Quarante ans après la mise en oeuvre de la Loi sur les langues officielles, la fonction publique n'obtient toujours pas la note de passage quant à sa façon de l'appliquer, tranche le commissaire aux langues officielles.

Si la fonction publique n'obtient toujours pas la note de passage quant à sa façon d'appliquer la Loi sur les langues officielles, ce sont les minorités linguistiques qui en font les frais, et la décision du gouvernement de rendre volontaire le formulaire détaillé de recensement n'améliorera pas leur sort, laisse présager le commissaire aux langues officielles.

Dans le second volet de son rapport annuel, déposé mardi aux Communes, Graham Fraser se montre sévère à l'endroit des institutions fédérales, qui manquent toujours à leurs obligations en matière de dualité linguistique, 40 ans après la mise en oeuvre de la Loi.
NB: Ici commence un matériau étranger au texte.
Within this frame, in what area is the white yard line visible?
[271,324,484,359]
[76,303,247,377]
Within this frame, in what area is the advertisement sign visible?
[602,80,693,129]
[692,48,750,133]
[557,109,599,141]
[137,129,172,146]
Il rapporte notamment que les institutions canadiennes ne tiennent pas compte des communautés minoritaires de langue officielle lorsqu'elles planifient leurs programmes et leurs activités.

Pourtant, les institutions «doivent leur offrir les moyens de se développer plutôt que de simplement survivre», a noté le commissaire, en conférence de presse pour présenter ses conclusions.

Dans sa déclaration, M. Fraser n'a d'ailleurs pas passé sous silence l'impact que risque d'avoir la décision d'Ottawa de retirer le caractère obligatoire du formulaire long de recensement.

«La mesure de la vitalité des communautés et le suivi des progrès des langues officielles dans l'ensemble du pays pourraient présenter un défi dans le futur en raison des récentes modifications apportées au processus de recensement», a-t-il soulevé.

Le commissaire s'est cependant abstenu de commenter davantage, puisqu'il planche présentement sur un rapport qui sera consacré à cette mesure annoncée discrètement par le fédéral cet été et depuis dénoncée par l'opposition, des experts et des groupes de défense des droits linguistiques.

Des quelque 1500 plaintes qu'a reçues le commissaire, l'an dernier, 904 concernaient justement l'article 7 de la Loi sur les langues officielles, qui impose aux institutions fédérales de promouvoir le français et l'anglais chez les communautés linguistiques partout au pays. Et 876 d'entre elles étaient liées à la fermeture d'une station de radio francophone de Windsor, en Ontario, par CBC/Radio-Canada.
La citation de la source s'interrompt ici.